Le Moule - 64km - 1h19min

open Monday to Friday from 9 a.m. to 5 p.m.

Departmental Museum of Amerindian Archaeology of Guadeloupe

 

Following his appointment on May 25, 1972, as director of the archaeological district of Guadeloupe by the Ministry of Culture, Edgar Clerc (1915-1982), a pioneer of archaeological excavations in the archipelago and co-founder of the Guadeloupe Historical Society, bequeathed to the department in 1977 his archaeological collections, which he had presented at a major exhibition on the island in 1961, in order to eventually create an archaeological museum of Guadeloupe dedicated to local pre-Columbian cultures. He was appointed curator of the future museum on January 3, 1978, by the Ministry of Culture.

 

COLLECTION:

The museum's collections, initially constituted by the donation of Edgar Clerc, are entirely devoted to the archaeology of the pre-Columbian sites excavated on the island and to the objects discovered belonging to the Amerindian cultures that succeeded one another in the Guadeloupe archipelago: successively Huecoids, Saladoids, Troumassoids, Arawaks and Caribs.
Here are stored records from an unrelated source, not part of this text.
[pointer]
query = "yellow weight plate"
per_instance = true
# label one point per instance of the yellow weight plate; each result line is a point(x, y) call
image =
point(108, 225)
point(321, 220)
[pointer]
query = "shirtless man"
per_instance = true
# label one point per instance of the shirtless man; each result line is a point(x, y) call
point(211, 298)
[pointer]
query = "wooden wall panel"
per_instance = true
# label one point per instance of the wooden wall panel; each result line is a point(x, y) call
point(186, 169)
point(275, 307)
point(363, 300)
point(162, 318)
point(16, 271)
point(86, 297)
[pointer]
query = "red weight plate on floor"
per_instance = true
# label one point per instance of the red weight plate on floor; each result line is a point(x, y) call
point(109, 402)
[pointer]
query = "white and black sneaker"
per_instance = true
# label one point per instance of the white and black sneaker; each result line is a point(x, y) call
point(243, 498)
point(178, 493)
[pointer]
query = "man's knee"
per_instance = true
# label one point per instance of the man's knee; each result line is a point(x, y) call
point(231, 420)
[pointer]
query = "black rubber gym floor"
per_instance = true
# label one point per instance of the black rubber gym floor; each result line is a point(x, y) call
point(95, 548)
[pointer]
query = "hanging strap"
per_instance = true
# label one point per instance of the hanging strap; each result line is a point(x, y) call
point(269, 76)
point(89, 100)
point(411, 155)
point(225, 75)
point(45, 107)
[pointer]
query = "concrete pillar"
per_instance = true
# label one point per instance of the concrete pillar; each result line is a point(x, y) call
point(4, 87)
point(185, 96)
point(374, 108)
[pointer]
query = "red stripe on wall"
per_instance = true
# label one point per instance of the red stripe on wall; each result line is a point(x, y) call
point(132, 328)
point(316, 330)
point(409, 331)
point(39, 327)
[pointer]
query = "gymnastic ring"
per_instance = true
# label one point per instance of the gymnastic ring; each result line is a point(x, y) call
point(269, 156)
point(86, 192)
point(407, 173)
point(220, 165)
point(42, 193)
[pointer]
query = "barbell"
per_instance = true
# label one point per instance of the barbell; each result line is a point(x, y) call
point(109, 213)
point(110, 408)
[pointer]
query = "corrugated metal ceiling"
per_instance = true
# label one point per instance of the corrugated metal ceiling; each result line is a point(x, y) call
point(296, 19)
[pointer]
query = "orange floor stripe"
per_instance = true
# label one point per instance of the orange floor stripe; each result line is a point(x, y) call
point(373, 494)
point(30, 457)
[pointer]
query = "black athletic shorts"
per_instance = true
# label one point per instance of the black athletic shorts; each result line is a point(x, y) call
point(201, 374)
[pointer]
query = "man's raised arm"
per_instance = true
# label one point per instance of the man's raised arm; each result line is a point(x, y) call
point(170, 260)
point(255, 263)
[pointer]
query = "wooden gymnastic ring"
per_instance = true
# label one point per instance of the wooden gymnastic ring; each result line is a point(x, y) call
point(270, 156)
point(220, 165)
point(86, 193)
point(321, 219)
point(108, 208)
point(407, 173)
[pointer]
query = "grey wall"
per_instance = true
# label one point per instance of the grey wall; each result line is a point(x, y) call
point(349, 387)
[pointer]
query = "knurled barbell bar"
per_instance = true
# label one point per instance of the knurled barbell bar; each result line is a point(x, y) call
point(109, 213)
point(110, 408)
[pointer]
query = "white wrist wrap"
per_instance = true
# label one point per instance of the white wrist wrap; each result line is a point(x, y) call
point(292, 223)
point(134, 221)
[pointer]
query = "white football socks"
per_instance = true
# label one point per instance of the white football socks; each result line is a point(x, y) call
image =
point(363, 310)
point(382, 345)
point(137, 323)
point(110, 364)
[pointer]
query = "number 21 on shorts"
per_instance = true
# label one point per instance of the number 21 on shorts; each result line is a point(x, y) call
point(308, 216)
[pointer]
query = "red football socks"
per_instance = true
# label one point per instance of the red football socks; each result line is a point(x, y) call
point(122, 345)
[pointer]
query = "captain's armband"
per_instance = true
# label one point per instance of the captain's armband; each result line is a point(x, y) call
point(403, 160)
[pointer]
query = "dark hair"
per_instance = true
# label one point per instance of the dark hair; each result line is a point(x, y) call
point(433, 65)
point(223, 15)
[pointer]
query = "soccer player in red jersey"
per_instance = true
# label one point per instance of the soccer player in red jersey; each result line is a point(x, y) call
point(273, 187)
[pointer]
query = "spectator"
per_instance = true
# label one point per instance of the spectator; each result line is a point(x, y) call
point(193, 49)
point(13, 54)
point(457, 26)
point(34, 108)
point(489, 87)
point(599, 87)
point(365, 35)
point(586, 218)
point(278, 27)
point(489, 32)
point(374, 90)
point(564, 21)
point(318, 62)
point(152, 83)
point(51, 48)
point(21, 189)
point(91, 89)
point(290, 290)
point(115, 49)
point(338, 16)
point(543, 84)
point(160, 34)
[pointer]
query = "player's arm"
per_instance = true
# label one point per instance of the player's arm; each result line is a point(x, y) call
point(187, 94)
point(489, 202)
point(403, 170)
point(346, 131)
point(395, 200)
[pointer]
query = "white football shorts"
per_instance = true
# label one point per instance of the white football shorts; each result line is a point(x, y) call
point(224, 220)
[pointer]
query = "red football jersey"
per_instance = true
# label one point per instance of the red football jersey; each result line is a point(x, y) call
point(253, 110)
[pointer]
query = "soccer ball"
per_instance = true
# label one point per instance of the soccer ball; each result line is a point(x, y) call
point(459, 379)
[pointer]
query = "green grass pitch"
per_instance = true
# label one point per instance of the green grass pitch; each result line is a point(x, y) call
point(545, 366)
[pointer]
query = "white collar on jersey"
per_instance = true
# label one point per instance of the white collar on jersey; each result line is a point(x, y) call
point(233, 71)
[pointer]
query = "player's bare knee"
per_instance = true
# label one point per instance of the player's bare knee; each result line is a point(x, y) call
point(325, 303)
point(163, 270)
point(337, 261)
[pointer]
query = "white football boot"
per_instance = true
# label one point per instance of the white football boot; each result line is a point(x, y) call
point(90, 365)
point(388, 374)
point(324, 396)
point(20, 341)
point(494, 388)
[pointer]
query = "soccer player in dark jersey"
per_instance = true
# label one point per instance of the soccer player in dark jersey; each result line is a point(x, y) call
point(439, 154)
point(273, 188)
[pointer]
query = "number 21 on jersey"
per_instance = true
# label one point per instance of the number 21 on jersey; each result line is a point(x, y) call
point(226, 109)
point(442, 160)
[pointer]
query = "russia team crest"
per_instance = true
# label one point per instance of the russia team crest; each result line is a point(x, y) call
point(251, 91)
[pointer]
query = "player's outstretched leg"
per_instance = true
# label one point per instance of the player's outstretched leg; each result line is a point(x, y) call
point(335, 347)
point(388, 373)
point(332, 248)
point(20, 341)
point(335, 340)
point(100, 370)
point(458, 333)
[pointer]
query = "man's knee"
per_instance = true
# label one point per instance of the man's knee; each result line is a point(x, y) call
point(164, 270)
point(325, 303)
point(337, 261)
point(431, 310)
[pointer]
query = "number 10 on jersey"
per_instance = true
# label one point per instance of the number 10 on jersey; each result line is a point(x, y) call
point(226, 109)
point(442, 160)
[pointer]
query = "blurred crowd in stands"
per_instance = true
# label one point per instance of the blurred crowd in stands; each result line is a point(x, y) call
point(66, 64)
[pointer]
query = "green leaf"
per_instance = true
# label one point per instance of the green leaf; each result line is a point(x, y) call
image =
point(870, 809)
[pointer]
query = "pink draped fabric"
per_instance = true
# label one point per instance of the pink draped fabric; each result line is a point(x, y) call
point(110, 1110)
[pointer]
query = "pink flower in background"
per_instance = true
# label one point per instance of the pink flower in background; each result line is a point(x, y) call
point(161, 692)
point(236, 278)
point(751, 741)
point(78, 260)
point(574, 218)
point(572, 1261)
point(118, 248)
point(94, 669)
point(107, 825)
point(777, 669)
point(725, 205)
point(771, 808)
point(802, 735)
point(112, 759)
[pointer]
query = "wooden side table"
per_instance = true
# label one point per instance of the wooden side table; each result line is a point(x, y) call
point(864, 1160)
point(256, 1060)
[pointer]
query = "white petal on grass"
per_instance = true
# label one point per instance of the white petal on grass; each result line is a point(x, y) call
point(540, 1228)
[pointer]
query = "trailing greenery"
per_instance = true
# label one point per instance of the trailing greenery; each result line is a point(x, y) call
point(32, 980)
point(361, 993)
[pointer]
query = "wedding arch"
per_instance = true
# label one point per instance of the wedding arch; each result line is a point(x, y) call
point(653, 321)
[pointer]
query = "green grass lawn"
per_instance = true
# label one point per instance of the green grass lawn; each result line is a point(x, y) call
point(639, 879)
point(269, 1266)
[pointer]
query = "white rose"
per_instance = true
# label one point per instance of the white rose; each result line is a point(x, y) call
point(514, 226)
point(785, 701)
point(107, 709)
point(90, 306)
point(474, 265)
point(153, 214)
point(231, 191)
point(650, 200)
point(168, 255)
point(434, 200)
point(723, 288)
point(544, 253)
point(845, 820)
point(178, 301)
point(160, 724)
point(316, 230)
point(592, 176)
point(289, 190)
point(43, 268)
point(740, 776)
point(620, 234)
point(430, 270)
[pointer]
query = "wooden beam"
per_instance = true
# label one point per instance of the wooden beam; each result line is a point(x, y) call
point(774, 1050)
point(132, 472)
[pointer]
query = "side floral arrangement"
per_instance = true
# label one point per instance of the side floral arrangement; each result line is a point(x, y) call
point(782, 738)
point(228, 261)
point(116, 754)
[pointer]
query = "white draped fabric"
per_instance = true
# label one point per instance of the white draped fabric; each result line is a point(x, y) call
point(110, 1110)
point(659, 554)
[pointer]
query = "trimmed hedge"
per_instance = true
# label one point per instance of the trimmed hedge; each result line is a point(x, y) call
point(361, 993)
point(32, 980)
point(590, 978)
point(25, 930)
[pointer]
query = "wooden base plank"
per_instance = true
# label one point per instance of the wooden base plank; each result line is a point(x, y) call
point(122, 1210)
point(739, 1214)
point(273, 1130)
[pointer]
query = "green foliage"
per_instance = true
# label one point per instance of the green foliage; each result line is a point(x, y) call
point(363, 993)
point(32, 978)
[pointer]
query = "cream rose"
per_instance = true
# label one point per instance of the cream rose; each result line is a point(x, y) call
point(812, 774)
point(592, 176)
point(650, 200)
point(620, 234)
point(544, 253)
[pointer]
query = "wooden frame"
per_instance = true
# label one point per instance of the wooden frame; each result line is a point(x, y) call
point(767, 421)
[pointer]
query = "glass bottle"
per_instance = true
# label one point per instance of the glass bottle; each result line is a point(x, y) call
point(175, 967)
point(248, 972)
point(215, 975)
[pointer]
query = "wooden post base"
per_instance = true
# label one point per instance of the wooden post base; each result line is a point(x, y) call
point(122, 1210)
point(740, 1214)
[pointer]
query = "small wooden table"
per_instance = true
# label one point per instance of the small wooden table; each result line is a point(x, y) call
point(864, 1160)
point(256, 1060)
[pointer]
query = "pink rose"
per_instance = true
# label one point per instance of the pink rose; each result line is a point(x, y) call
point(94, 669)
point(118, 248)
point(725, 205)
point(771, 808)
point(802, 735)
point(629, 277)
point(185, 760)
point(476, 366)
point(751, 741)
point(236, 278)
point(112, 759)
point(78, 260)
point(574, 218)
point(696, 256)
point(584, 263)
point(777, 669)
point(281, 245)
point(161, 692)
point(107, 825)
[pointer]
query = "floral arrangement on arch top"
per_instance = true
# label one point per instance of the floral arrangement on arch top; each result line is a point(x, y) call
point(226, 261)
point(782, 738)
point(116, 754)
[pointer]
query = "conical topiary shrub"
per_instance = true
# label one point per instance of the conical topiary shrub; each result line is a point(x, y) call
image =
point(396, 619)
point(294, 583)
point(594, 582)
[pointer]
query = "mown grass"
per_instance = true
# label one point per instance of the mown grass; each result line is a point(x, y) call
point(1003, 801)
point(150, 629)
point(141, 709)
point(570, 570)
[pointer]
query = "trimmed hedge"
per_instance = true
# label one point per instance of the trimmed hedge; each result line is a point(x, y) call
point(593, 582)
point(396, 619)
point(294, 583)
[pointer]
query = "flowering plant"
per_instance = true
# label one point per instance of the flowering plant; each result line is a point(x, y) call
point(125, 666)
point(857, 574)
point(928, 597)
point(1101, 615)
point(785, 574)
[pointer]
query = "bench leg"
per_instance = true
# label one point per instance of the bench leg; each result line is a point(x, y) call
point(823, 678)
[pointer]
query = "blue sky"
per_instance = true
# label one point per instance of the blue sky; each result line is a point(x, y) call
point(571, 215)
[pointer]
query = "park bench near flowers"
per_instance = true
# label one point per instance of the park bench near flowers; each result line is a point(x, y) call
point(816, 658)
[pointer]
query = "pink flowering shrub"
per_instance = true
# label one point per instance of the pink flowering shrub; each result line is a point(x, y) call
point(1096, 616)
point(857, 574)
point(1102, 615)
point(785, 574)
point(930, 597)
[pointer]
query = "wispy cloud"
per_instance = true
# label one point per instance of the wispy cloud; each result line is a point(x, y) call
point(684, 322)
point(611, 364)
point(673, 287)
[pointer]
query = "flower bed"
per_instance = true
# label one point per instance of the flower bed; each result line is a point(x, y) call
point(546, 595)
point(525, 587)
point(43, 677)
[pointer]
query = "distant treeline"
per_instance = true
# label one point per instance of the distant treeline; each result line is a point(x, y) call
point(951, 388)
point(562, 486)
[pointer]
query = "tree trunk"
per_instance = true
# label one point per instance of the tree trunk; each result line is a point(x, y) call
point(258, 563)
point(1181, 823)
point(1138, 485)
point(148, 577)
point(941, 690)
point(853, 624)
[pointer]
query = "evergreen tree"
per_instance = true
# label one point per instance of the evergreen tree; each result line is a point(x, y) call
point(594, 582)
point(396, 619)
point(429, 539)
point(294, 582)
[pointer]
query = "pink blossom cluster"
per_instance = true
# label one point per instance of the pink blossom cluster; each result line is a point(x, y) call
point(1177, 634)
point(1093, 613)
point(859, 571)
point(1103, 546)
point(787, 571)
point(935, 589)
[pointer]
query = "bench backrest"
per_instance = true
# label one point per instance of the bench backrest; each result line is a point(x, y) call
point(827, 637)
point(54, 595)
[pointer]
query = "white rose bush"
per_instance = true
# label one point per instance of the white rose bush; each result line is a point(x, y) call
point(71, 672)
They bring together pottery, ritual and symbolic objects, ornaments and jewelry made of shell or stone and a large number of tool pieces (including polished axes) as well as explanations on the different sites of the island having petroglyphs (notably the Roches Gravées park in Trois-Rivières) or archaeological remains (burials, ritual sites etc.) and reproductions, in models, of Amerindian villages with the daily life associated with them (gardens, cultivation and preparation of cassava, crafts etc.)